Acabei de ler o meu primeiro Pepetela e comecei pelo fim com “Predadores”, que é um ponto de partida tão bom como qualquer outro. Fiquei desde logo encantado com tudo aquilo que aprendi e percebi sobre o maravilhoso linguajar angolanês e sobre a história recente de Angola, desde a descolonização portuguesa até hoje, num romance intenso e empolgante, que se lê de um fôlego.
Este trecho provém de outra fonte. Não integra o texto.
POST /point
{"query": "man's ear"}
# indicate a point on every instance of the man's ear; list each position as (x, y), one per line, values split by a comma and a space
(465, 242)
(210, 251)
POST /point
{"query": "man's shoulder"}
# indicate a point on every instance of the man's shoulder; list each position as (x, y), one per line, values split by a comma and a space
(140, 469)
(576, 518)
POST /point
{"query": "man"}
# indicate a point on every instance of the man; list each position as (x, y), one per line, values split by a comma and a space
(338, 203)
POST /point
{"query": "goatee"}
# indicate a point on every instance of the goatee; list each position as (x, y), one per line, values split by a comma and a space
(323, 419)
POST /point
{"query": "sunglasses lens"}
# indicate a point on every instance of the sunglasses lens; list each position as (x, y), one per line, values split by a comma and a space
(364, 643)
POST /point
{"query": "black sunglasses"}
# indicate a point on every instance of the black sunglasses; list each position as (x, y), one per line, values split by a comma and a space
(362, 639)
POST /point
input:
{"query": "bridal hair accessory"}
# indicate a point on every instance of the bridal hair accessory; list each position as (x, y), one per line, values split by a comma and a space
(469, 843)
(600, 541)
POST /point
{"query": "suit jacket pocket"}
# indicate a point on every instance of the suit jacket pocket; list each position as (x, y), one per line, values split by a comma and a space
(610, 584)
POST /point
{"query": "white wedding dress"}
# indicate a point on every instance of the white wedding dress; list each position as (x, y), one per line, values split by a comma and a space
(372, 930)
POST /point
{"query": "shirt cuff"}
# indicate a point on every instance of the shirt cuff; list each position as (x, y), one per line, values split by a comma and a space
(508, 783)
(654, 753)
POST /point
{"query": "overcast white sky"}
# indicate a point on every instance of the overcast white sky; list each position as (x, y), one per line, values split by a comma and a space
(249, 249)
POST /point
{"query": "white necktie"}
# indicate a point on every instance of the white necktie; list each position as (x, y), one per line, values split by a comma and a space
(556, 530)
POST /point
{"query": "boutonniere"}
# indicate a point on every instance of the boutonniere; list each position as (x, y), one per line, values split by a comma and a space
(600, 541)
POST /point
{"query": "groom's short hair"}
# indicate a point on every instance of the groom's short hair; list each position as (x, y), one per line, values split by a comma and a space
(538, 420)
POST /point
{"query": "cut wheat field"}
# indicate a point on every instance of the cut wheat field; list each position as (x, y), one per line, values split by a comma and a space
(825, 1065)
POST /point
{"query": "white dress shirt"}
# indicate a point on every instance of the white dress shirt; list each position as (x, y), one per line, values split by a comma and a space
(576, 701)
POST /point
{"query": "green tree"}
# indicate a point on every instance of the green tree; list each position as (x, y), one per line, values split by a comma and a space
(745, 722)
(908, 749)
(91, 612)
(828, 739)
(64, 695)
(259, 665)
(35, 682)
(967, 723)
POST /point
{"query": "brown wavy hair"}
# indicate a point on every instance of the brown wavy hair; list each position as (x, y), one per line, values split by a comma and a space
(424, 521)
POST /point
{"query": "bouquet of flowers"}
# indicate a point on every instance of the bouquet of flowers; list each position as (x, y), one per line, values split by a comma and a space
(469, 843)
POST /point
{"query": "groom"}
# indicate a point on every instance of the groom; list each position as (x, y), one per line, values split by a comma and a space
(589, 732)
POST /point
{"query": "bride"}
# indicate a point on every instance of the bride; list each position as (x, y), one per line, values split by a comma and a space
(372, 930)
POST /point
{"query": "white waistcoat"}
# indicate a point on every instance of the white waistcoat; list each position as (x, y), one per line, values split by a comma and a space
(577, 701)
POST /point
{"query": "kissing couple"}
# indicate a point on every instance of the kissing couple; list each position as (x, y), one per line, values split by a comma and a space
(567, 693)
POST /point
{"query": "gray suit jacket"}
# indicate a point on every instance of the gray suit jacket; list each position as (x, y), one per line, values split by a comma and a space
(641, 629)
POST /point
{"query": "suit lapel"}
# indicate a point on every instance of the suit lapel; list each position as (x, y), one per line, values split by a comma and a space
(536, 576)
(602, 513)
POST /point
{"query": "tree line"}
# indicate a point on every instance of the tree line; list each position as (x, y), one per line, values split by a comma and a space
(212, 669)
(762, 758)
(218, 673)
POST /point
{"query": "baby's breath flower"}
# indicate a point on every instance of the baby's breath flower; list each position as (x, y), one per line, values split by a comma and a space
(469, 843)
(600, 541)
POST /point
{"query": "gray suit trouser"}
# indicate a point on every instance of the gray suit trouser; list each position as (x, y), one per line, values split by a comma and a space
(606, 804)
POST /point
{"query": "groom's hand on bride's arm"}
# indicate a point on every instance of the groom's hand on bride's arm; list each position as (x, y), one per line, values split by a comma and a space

Um livro onde se subentende o passado de luta pelo MPLA de Pepetela e a mágoa que o marca a cedência de muitos dos seus companheiros de independência às “gasosas” e ao novo-riquismo. Um livro que sublinha o contraponto entre os angolanos que lutam pelo futuro de Angola e os angolanos que lutam (a qualquer custo) pelo seu próprio futuro, com avultadas contas fora do país e sem qualquer tipo de empenho na melhoria cada vez mais urgente da qualidade de vida de um país que cresce a uma velocidade imensa, mas só para alguns (muito poucos) e à custa da miséria de tantos.

Um livro com uma forte crítica ao aburguesamento dos angolanos que trabalham para o Estado e que sobem na vida à conta das benesses ilícitas que isso lhes trouxe, com a brilhante personagem principal de Vladimiro Caposso, do Catete, no epicentro. Vladimiro porque quando era jovem ficava bem adoptar nomes revolucionários. Do Catete porque era mais fácil subir se se assumisse como local de nascimento a terra do chefe revolucionário. Uma triste farsa perante a qual não se consegue deixar de sorrir, porque apesar da tristeza, a escrita de Pepetela é de uma alegria contagiante.

Um livro onde fica patente o ódio a todos estrangeiros por parte destes novos ricos, uma falsa desculpa para quem não soube enriquecer a si próprio ao mesmo tempo que enriquecia Angola. Um livro onde é exposta às claras a incapacidade destes “revolucionários” angolanos de governar um país com tanto de riqueza como de guerra. Deve ser precisamente por isso que me veio constantemente à memória a fábula de George Orwell sobre o triunfo dos porcos que expulsaram os humanos da quinta, para no fim acabarem como eles. Pelos visto, o caciquismo foi mesmo uma das principais heranças deixadas pelos portugueses em Angola.

Um livro que começa ainda no tempo da guerra colonial e da esperança por um mundo melhor, e acaba no início de 2005, após (apenas) três natais consecutivos de paz que justificam plenamente a interrogação que Pepetela deixa no ar: até quando?

Para terminar, obrigado a Pepetela por me dar a ler este fresco sobre a Angola pós-Portugal, pela simpatia com que se deixou abordar por mim na Feira do Livro deste ano e pelo autógrafo cordial que me concedeu, com um afável sorriso de quem nem parece que viveu (e vive) no país que o escolheu para nascer. E uma nota final para o meu primo Álvaro, que foi ganhar o teu “kumbú” para Angola, com melhores intentos do que os estrangeiros retratados nestes “Predadores” - tens de ler este livro.

Pequena nota biográfica:

Pepetela nasceu em Benguela, Angola, em 1941. Licenciado em Sociologia, em Argel, escritor, guerrilheiro, político e representante do MPLA, é actualmente professor na Universidade Agostinho Neto, em Angola, e membro da Comissão Directiva da União de Escritores Angolanos. A atribuição do Prémio Camões, em 1997, confirmou o seu lugar de destaque na literatura lusófona.